Pointcast -- the once-hot purveyor of "push" -- announced earlier this week that it is going to be acquired. That in itself wasn't news: The company has been on the block for some time. It long ago gave up its once-heady dreams of building a vast empire of Pointcast recipients, who'd get the latest news and information pumped to their desktops using Pointcast software and exposing themselves to Pointcast ads.
But the price tag on the company was a shocker. At its 1997 peak, Pointcast dallied with a $450 million buyout offer from Rupert Murdoch's News Corporation. Plans for an IPO were later shelved, and talks with NBC and various Baby Bell companies all fizzled. Now, reports are that Bill Gross' Idealab is paying either $7 million or $10 million for Pointcast -- valuing the company somewhere south of your typical Silicon Valley startup.
That humbling figure should give pause to at least some of today's high-flying Net firms.

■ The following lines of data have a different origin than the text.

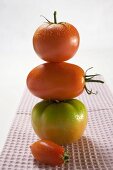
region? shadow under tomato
[33,136,113,170]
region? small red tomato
[30,140,69,166]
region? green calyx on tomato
[84,67,104,94]
[32,99,87,144]
[41,11,61,24]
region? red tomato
[33,12,80,62]
[27,62,85,100]
[30,140,69,166]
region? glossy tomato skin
[31,99,87,144]
[27,62,85,100]
[33,22,80,62]
[30,140,65,166]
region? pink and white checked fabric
[0,77,113,170]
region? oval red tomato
[27,62,85,100]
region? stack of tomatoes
[27,12,103,144]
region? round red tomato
[33,13,80,62]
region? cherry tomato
[30,140,69,166]
[31,99,87,144]
[33,12,80,62]
[27,62,85,100]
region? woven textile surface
[0,76,113,170]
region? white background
[0,0,113,151]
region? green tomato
[31,99,88,144]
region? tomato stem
[54,11,57,24]
[62,152,69,164]
[84,67,104,94]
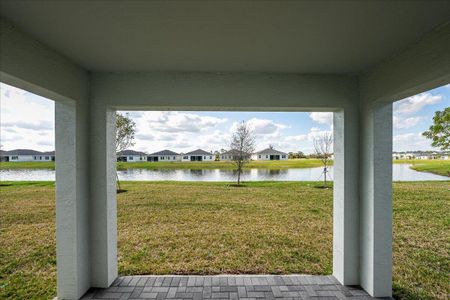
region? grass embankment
[117,159,322,170]
[394,159,450,177]
[0,161,55,170]
[0,159,326,170]
[0,182,450,299]
[0,159,450,177]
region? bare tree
[313,133,333,188]
[116,113,136,190]
[230,121,255,185]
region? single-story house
[219,149,251,160]
[0,149,55,162]
[147,150,181,161]
[117,150,147,162]
[252,148,288,160]
[181,149,215,161]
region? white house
[181,149,214,161]
[252,148,288,160]
[147,150,181,162]
[219,150,251,160]
[117,150,147,162]
[0,149,55,162]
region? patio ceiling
[0,0,450,74]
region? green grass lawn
[0,182,450,299]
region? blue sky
[0,84,450,153]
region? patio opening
[117,111,334,275]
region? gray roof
[117,150,147,155]
[183,149,214,156]
[220,149,250,155]
[149,149,180,156]
[255,148,287,155]
[0,149,50,156]
[42,151,55,156]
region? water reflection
[0,164,449,181]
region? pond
[0,164,450,181]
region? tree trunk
[116,170,121,190]
[238,168,241,185]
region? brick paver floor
[82,275,386,300]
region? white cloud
[286,134,308,142]
[139,112,227,132]
[0,83,55,151]
[309,112,333,126]
[394,93,443,115]
[393,115,422,129]
[230,118,288,136]
[393,132,433,151]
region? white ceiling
[0,0,450,74]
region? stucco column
[55,100,90,299]
[359,103,392,297]
[90,101,117,287]
[333,106,359,285]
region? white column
[90,101,117,288]
[360,103,392,297]
[333,107,359,285]
[55,100,90,299]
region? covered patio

Pointcast brought many of its woes on itself, of course, distributing buggy software that promised easy access to information and instead slowed down or crashed people's computers. But its biggest sin was to claim a user base in the millions, when those numbers almost certainly referred to people who had once downloaded Pointcast's software -- whether they were still using it or not. The same tactic is pretty widely used today among Web firms, particularly generic Web community companies. Don't be shocked if they become the Pointcasts of tomorrow.